Sustainable Community Development through Entrepreneurship: Corporate-Based versus Wellbeing-Centered Approaches to Responsible Production

Sustainable Community Development through Entrepreneurship


Partners:  IBF, Business School, The University of Queensland, Continental Gold Mining Company, AngloGold Ashanti, Seafields Resources Canadian Exploration Company, Local and State governments of Antioquia and Risaralda, Ministry of Mines of Colombia

Impact: This project aims to build new theory about the links between sustainable community development, entrepreneurship, community wellbeing and interlinkages between the Sustainable Development Goal 12 (hereafter SDG 12) – Sustainable Consumption and Production and the Sustainable Development Goal 3 (hereafter SDG 3) – Good Health and Wellbeing.
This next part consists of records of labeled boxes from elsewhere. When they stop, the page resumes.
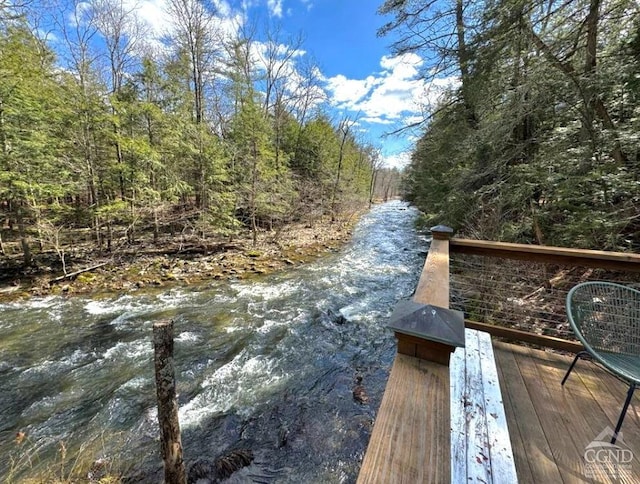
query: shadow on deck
[493,341,640,483]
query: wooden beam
[449,238,640,272]
[464,319,584,353]
[358,227,451,484]
[357,354,451,484]
[413,238,449,308]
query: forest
[0,0,397,273]
[379,0,640,251]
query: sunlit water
[0,202,427,483]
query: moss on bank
[0,214,361,302]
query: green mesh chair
[562,282,640,444]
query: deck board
[494,342,640,483]
[358,354,450,483]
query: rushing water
[0,202,427,483]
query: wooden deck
[494,341,640,483]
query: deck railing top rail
[449,238,640,272]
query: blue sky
[106,0,451,166]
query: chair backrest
[567,282,640,355]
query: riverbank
[0,211,364,302]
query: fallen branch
[49,262,109,284]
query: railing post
[153,321,187,484]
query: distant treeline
[0,0,398,265]
[380,0,640,251]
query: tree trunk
[16,202,33,267]
[153,321,187,484]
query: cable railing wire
[450,253,640,341]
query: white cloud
[326,54,455,125]
[267,0,283,18]
[382,151,411,170]
[327,74,380,105]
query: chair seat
[596,351,640,384]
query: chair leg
[611,383,636,444]
[561,351,589,385]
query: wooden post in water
[153,321,187,484]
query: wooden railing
[450,238,640,352]
[358,227,640,484]
[358,227,451,484]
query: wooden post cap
[430,225,453,240]
[388,300,465,365]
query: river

New theory is needed because multidimensional wellbeing has not been used as an outcome variable with which to assess relative merits or understand the intricacies of how development approaches achieve synergies or fragmentation between the varying components of wellbeing. The research presented here is based on a case study qualitative methodology strategy. Evidence shows that resource-rich regions of Latin America are sites for sustainable community development and responsible production by international companies. Through a comparative case study of two resource towns in Colombia – Antioquia and Risaralda – we find contrasting approaches with different outcomes. A top-down corporate-based approach to sustainable community development occurred in Antioquia but bound the future of the community to resource extraction (mining) with limited attention to other aspects of community wellbeing. This reduced the overall resilience and wellbeing opportunities for the community. In Risaralda, by contrast, a more responsible, wellbeing-conscious approach was adopted based on local entrepreneurship. Entrepreneurship here was not only focused on economic development and the future self-sufficiency of the community apart from mining but was also conscious of producing responsibly and building a greater range of wellbeing components other than just economic. We use these results to articulate a wellbeing-centric approach to development called Entrepreneurship for Community Wellbeing.